Grocery Simulation Databricks
Featured ProjectTimeline: May 2026 - May 2026
Project Type: Personal
Databricks Python
Project Description
Grocery Store Databricks is a data engineering portfolio project that demonstrates a production-style Lakehouse pipeline built on Databricks, processing 6,668 simulated days of grocery store transactional data through a three-layer Medallion Architecture. The dataset originates from a custom PostgreSQL OLAP simulation previously running on a Raspberry Pi, exported as a star schema consisting of five dimension tables and one fact table at the line-item grain, totaling over 700MB of raw data. The pipeline is implemented across three Databricks notebooks that sequentially ingest, clean, and aggregate the data using PySpark and Delta Lake, with each layer stored as managed tables in Unity Catalog under a dedicated catalog and schema hierarchy.
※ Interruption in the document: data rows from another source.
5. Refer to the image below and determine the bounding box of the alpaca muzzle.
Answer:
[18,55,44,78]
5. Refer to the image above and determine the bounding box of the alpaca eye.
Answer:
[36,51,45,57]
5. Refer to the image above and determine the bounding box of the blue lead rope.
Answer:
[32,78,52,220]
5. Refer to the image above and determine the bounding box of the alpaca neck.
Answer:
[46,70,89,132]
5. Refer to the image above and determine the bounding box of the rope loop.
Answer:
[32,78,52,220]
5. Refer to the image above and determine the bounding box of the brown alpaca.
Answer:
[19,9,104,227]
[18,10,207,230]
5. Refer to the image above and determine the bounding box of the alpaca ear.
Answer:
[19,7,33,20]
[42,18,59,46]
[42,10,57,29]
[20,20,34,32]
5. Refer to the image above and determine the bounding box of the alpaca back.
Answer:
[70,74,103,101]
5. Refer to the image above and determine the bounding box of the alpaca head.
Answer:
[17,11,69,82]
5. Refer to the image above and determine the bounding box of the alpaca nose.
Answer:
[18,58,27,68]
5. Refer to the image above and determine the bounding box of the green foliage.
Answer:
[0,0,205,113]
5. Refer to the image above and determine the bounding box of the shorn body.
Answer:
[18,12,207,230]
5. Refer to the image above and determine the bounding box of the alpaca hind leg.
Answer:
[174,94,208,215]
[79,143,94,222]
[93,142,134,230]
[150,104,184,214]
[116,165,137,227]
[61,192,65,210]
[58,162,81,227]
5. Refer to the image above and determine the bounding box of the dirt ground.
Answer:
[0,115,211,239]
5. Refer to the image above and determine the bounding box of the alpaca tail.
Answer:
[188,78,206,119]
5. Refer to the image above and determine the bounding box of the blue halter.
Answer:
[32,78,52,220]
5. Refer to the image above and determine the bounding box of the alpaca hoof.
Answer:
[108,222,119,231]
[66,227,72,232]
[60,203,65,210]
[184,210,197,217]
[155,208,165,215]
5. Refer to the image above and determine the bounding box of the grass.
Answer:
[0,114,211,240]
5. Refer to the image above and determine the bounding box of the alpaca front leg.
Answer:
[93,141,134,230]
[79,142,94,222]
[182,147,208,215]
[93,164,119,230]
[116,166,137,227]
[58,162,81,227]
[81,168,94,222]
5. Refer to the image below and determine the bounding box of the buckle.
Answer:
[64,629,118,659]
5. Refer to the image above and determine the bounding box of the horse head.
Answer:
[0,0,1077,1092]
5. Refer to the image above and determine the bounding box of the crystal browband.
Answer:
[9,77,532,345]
The Bronze layer ingests raw CSVs from a Unity Catalog Volume into Delta tables using explicit schema definitions to enforce data integrity at the source. The Silver layer applies data quality filters, standardizes string formatting, derives calculated measures including profit margin percentage, and denormalizes dimension labels onto the fact table to produce a single enriched source of truth. The Gold layer produces seven business-level aggregate tables covering daily revenue and profit trends, product category performance, rush hour versus non-rush hour sales patterns, loyalty versus walk-in customer behavior, top products by profit, payment method breakdown, and employee performance ranked within role. The project demonstrates end-to-end data pipeline development with PySpark, Delta Lake table management and schema enforcement, Medallion Architecture design principles, and hands-on experience with modern Databricks features including Unity Catalog and Volumes.